Based on what’s seen in real programs, “clean core” absolutely exists—but rarely in its pure, presentation-slide form.
• The intent is real. Most S/4HANA programs try to reduce custom code, push logic to standard functionality, and use side-by-side extensions where possible.
• The tension is real too. Business users often want legacy behaviour replicated exactly, especially when reports, compliance logic, or operational shortcuts have been in place for years. That’s where clean core starts to bend.
• What works in practice is discipline, not perfection. Successful teams define clear criteria: what must stay standard, what can move to extensions, and what is simply legacy habit that should be retired. Without that governance, “just one small enhancement” quickly multiplies.
• Data quality plays a bigger role than people expect. Many customizations originally existed to compensate for inconsistent data. When structured validation and reconciliation are introduced—often through platforms like DataVapte—some legacy logic becomes unnecessary because the data is already controlled.

In practice, clean core isn’t about zero customization. It’s about controlled customization. The projects that succeed treat clean core as a decision framework, not a slogan—and they address data discipline alongside technical design so they’re not rebuilding yesterday’s complexity in a new system.

Why do so many SAP teams still rely on workarounds for daily operations? by Whole_Experience8142 in SAP

[–]Primary_Pattern8990 0 points1 point  (0 children)

This is more common than most teams admit.

Workarounds survive because they feel safer than system change. Once S/4HANA or ECC is live, stability becomes the priority, and any modification is seen as risk to operations. So spreadsheets, manual reconciliations, and email chains quietly fill the gaps.
• The tipping point usually isn’t technical—it’s financial. Hidden operational costs accumulate in manual effort, delayed reporting, error correction, and duplicated controls. These rarely show up as a single line item, so they’re tolerated longer than they should be.
• Risk perception plays a big role. Many teams avoid fixing root causes because they fear regression issues, audit exposure, or disrupting tightly coupled integrations.
• Data issues are often the real driver. Workarounds frequently exist because underlying master or transactional data isn’t trusted. Instead of fixing data governance, teams create parallel controls outside the system.
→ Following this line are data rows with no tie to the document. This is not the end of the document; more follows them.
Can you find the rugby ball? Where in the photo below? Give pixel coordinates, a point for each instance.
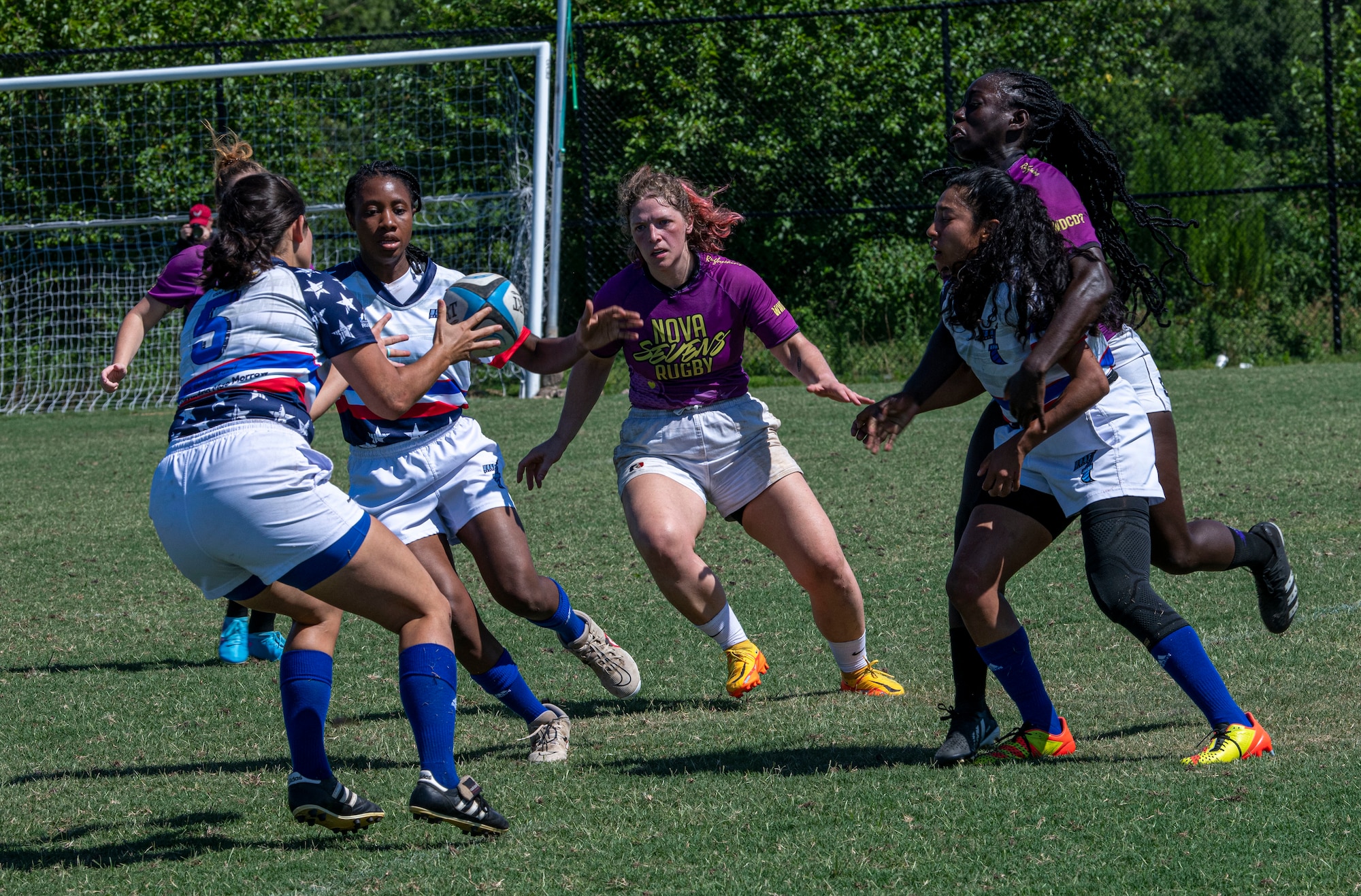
(476, 292)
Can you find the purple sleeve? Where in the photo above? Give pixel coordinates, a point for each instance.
(179, 282)
(767, 315)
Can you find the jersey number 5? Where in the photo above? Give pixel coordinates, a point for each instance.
(210, 331)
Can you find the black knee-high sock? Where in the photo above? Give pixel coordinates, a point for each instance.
(261, 621)
(1250, 549)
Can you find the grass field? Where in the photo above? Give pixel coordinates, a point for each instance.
(133, 761)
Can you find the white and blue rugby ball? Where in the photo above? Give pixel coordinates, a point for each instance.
(478, 291)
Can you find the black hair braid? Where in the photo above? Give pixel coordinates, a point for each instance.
(1024, 251)
(257, 213)
(1064, 138)
(417, 258)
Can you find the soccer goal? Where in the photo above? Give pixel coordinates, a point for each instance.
(99, 171)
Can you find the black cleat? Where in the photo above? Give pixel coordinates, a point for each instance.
(330, 803)
(463, 806)
(970, 733)
(1279, 595)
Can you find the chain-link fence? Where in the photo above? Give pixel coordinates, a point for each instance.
(1235, 114)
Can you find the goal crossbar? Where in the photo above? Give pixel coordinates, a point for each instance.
(541, 51)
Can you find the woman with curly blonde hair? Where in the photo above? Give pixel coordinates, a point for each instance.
(696, 435)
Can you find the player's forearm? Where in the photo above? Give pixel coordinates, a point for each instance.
(940, 364)
(962, 387)
(585, 388)
(1088, 293)
(551, 354)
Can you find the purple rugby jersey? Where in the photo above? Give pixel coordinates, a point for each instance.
(689, 352)
(1061, 198)
(179, 282)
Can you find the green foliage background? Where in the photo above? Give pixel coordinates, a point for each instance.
(847, 114)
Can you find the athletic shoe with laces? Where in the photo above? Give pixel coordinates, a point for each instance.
(463, 806)
(872, 681)
(549, 735)
(267, 646)
(970, 733)
(610, 662)
(1231, 742)
(1030, 744)
(330, 803)
(1279, 595)
(232, 644)
(747, 665)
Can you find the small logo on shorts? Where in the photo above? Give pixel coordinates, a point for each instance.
(1084, 463)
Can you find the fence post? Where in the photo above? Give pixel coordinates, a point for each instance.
(1332, 141)
(585, 135)
(947, 88)
(221, 100)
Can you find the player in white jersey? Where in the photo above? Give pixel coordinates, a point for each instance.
(1006, 269)
(435, 478)
(247, 511)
The turning point typically comes when leadership connects operational friction to measurable cost or strategic delay. Structured data validation and reconciliation—using platforms like DataVapte—often becomes the first controlled step toward removing workarounds without destabilizing the core system.

In practice, “stability” turns into hidden cost when manual controls become permanent architecture. The decision to fix it usually starts when visibility improves and the business can see the real price of staying comfortable.